You, you, you form your opinion only once but it is influenced by what your friends
think. We're also going to be looking at
coordination and cooperation. If you have a certain task that you'd like
to do, but it, but it depends on inputs from the nodes that you're tied to, how
quickly can you accomplish the task. And finally we're going to look at
resilience to attack so if for some reason, a certain subset of the nodes are
removed from the network, can the network still function?
Now, I filled in the first six weeks, so you might be wondering what we're be going
to do in week seven and eight. In week seven, we are going to look at
cool and unusual applications of social network analysis.
We are going to be looking at things such as recipe ingredient networks for
predicting recipe ratings. We're going to be looking at the social
networks of dolphins and we're also going to look at economic development.

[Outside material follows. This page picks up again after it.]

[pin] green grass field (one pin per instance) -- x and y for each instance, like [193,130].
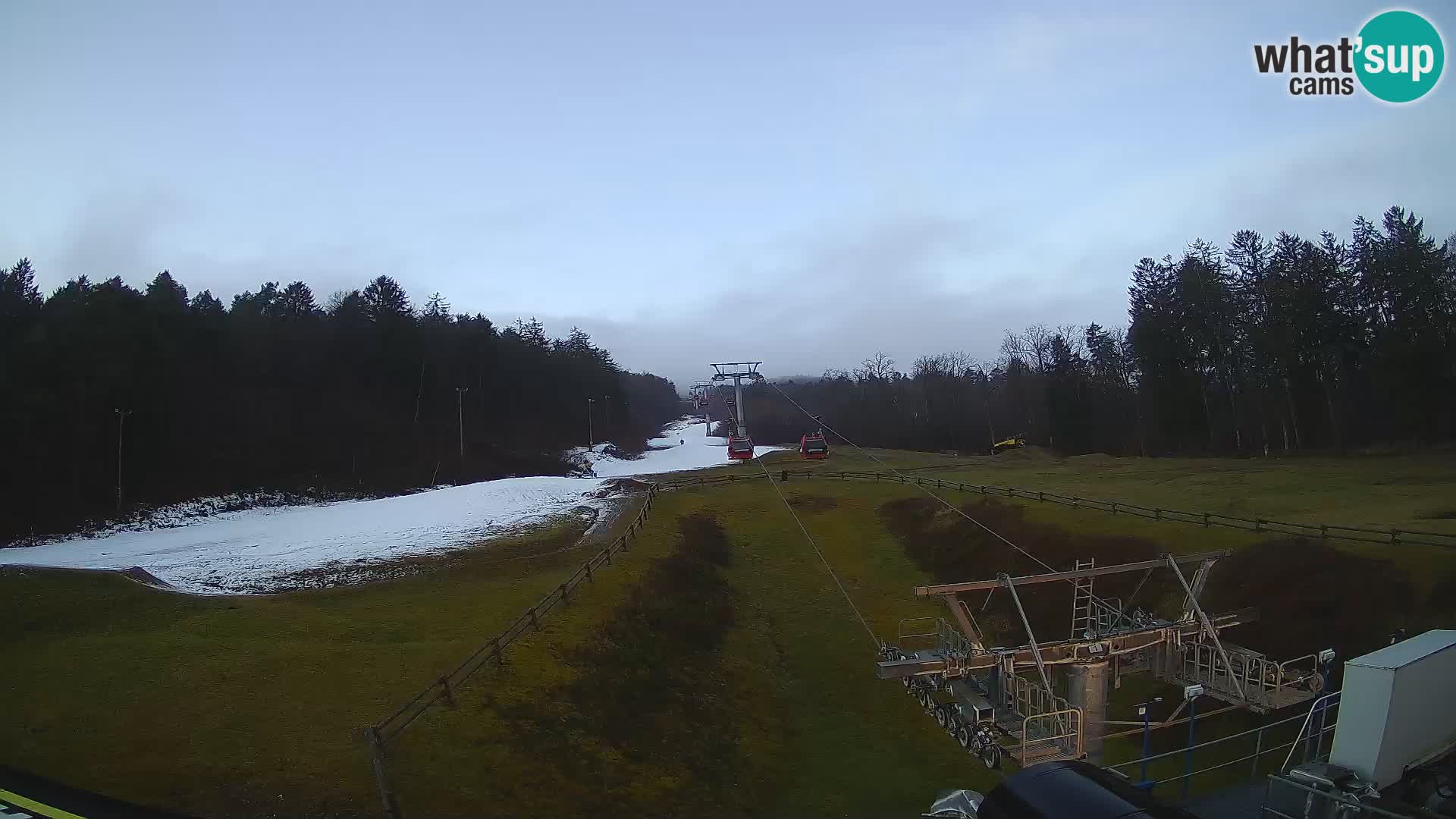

So if you have the network of countries and the products that they produce, can
you actually make predictions about which products the countries are going to
produce in the future and how rapidly those countries are going to develop
economically? In the final week, we're going to look at
how social networks analysis is used by companies such as Google, Facebook,
LinkedIn, Twitter, Couch Surfing to enhance their product offerings.
So what kind of social network analysis do they do?
What kinds of research have they done? And how has this impacted and benefited
the, the features of the social networks that they enable?
So those are, that's the outline of the course.
In the next video I'm going to dive right into it, and we're going to visualize
some, some networks and see what it's all about.